Integrating Risk Management and Internal Audit – An Internal

Audit Perspective
Sean de la Rosa
Group Audit Manager: Sasol Limited

Introduction

Within the last five years, there has been an increasing awareness of and need for improved and
more flexible risk management. Some of the major reasons for this focus include the economic
slowdowns since 9/11 (September 11, 2001), the slew of accounting scandals in the US and
elsewhere, and the debate generated by the Sarbanes Oxley Act.
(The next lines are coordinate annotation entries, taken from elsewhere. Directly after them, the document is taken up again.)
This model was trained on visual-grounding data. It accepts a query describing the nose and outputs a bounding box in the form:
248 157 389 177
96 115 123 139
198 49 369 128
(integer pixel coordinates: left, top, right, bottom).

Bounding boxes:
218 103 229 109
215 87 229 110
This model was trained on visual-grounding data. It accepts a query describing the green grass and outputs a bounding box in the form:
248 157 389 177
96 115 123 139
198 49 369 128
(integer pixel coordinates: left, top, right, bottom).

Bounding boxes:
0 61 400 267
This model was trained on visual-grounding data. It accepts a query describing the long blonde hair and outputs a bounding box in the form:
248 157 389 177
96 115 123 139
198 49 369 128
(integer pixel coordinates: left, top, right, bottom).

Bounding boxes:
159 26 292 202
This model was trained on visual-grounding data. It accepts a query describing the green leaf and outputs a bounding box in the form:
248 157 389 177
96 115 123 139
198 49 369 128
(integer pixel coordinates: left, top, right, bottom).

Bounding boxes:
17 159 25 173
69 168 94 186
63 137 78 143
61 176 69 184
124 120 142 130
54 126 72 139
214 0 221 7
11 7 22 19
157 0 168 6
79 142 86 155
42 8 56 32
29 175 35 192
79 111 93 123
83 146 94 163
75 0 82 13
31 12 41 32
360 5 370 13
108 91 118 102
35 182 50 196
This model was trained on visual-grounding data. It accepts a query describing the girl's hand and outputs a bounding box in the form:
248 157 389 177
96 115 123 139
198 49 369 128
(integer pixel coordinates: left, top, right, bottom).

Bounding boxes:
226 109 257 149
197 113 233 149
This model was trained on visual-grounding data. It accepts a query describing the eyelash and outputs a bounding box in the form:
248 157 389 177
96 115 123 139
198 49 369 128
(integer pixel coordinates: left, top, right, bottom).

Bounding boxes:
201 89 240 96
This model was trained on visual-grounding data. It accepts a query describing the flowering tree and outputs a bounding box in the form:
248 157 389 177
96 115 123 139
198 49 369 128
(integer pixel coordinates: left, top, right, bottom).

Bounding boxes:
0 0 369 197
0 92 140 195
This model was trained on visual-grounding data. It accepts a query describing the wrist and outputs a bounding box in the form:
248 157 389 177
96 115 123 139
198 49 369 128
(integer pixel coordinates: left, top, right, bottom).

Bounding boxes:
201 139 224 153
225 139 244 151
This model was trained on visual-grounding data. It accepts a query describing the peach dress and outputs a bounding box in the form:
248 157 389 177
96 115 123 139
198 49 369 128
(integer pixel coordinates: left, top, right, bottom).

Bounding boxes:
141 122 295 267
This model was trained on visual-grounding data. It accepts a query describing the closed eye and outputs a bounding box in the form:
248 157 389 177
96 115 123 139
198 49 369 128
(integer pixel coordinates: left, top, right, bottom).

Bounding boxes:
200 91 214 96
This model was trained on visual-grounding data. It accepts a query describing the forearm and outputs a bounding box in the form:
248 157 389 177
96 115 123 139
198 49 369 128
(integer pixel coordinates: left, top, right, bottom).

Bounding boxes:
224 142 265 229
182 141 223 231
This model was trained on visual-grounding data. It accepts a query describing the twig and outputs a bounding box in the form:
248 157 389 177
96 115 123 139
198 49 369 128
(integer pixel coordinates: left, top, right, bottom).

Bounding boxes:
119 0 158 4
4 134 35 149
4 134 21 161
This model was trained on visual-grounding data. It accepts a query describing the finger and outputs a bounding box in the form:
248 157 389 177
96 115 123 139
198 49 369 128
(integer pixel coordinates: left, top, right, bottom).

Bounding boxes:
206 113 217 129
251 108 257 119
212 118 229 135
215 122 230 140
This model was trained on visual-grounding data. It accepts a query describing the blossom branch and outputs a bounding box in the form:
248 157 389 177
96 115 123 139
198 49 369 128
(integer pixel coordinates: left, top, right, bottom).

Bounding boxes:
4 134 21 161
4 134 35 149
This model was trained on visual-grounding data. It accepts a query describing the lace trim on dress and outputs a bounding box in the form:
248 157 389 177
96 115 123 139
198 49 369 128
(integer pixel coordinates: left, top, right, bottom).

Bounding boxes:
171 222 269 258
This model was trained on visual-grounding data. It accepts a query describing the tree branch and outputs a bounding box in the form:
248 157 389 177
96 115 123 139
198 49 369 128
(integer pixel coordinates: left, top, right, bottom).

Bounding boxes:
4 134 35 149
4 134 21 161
Other factors such as changes
in stakeholder expectations and legislative and regulatory pressures on risk management have
also been noted.

In 2001, the Committee of Sponsoring Organizations of the Treadway Commission (COSO)
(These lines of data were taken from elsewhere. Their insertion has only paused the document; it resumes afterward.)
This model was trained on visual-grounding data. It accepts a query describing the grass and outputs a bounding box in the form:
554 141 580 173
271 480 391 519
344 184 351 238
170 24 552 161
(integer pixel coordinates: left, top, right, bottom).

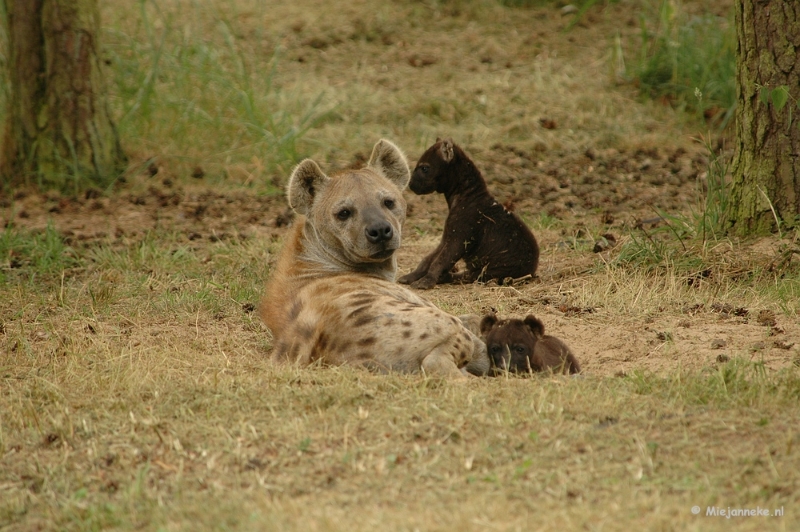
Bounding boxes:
103 0 330 191
627 0 736 129
0 0 800 531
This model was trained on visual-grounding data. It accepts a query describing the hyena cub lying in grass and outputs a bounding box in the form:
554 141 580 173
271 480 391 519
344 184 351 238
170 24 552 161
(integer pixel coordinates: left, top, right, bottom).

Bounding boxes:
481 314 581 375
399 135 539 289
260 140 489 378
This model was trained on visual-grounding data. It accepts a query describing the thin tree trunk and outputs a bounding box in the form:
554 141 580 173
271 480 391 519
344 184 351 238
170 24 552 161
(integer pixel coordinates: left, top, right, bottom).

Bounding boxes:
0 0 125 191
730 0 800 235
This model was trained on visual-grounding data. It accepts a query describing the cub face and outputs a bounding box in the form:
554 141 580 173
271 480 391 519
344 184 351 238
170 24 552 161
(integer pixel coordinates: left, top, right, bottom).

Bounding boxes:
287 140 409 267
481 314 544 375
409 139 455 195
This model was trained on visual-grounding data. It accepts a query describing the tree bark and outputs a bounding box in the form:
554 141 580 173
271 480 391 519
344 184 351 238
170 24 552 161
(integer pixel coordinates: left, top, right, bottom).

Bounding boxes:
729 0 800 236
0 0 126 192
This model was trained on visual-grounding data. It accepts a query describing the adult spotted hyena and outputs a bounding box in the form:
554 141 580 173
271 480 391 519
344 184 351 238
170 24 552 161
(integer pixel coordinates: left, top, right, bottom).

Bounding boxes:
260 140 489 378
setout to establish a risk management framework that would be readily usable by managers to
evaluate and improve their organizations’ risk management discipline in these turbulent times.
COSO also recognized that a considerable amount of information regarding risk management
had already been developed but that no consolidation of effort had taken place.

One of the consequences of these factors has been a greater differentiation between the various
assurance activities within the corporate organisation (Figure 1 provides examples of the different
disciplines that may exist).

Figure 1: Various assurance activities

Purpose

Although a number of distinct assurance activities exist within the corporate governance milieu,
as shown in figure 1 above, the scope of this article will be limited to the integration potential
between internal audit and risk management.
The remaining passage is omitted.